Lucas can be an irritating player for opposing teams too, but that’s part of the mental game.
He will talk smack after a shot or drive to the basket. He has no problem fist pumping, or raising his hands after 3-point buckets.
That’s just his competitive nature.
“I think I have to have that,” Lucas said. “People have been doubting me my whole life, and that’s just motivation. That’s what makes me get up in the morning and go to the gym to get up shots.
“You know, I signed with Oregon State because that was the only Pac-12 school that offered me. I visited other places and talked to some, but Oregon State offered me. So, I’ve still go to prove a lot of people wrong.”
One person who doesn’t doubt him is Chino Hills sensation and USC commit Onyeka Okongwu, a teammate of Lucas on the Compton Magic, one of Southern California’s best travel teams.
“I feel happy for my guy,” Okongwu said. “Not surprised at all what’s happened with him. He works so hard. He’s going to be just fine at Oregon State.”
With the Compton Magic, Lucas is more of a spot-up and mid-range shooter who rotates around the arc and knows how to play with talented big guys.
At Los Altos he’s been able to develop his entire arsenal, because it has been needed to win games.
He attacks the basket, makes free throws (made 47 straight during the season), hits his occasional mid-range and loves to dribble straight at the defense and pull-up and hit threes.

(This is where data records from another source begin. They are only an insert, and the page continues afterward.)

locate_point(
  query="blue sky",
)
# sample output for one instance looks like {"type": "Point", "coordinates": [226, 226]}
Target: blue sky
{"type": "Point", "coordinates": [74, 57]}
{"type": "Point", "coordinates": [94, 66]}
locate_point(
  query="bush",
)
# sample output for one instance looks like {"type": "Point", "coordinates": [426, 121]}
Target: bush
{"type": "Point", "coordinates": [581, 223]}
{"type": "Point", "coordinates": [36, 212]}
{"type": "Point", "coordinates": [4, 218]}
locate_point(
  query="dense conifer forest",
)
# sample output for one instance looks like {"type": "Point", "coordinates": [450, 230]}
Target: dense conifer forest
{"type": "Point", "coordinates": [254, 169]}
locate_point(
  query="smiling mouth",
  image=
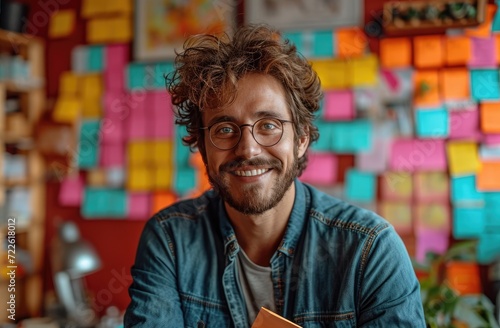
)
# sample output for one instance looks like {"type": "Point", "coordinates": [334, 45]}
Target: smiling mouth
{"type": "Point", "coordinates": [250, 173]}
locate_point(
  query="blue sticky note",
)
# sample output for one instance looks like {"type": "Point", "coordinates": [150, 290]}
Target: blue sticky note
{"type": "Point", "coordinates": [95, 58]}
{"type": "Point", "coordinates": [360, 186]}
{"type": "Point", "coordinates": [485, 84]}
{"type": "Point", "coordinates": [323, 44]}
{"type": "Point", "coordinates": [88, 145]}
{"type": "Point", "coordinates": [184, 180]}
{"type": "Point", "coordinates": [463, 189]}
{"type": "Point", "coordinates": [432, 123]}
{"type": "Point", "coordinates": [352, 137]}
{"type": "Point", "coordinates": [468, 222]}
{"type": "Point", "coordinates": [104, 203]}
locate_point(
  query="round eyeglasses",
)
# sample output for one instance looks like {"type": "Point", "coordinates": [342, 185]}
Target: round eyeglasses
{"type": "Point", "coordinates": [266, 131]}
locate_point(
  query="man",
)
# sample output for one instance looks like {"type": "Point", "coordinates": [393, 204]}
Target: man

“It’s definitely different,” Lucas said of his club team and high school team. “On the Magic we have four of the top 25 guys in the country. I don’t get as many shots, you learn how to be more efficient and how to play with bigs.
“I think that experience allows you to be more confident in high school, but I also know when I get to Oregon State I’ve got to prove myself all over again.”
When he gets to Oregon State, Murray said he will have a target on his chest, something he experienced at UCLA.
When Murray arrived at UCLA, like Lucas, he was the CIF-SS all-time scoring champ.
“Not just a scoring champion, you set it in California, that’s different, this is a big state with a lot of great players that have gone before you,” Murray said. “There’s pressure that comes with that because guys are going to come at you. They’re going to know the record you have and you feel like you have to be Superman to live up to it.
“I know I felt it because there’s so much pressure to live up to that reputation and perform. It wasn’t easy for me and I hope he handles better than I did, because his career is just getting started.”
After relaying Murray’s thoughts on what lies ahead, Lucas was relishing it more than anything.
“I hear him,” Lucas said. “I’m sure there will be guys coming at me, but I’ve got a chip on my shoulder too. I’ve got a lot to prove and when that time comes I’m going to be ready for the challenge.”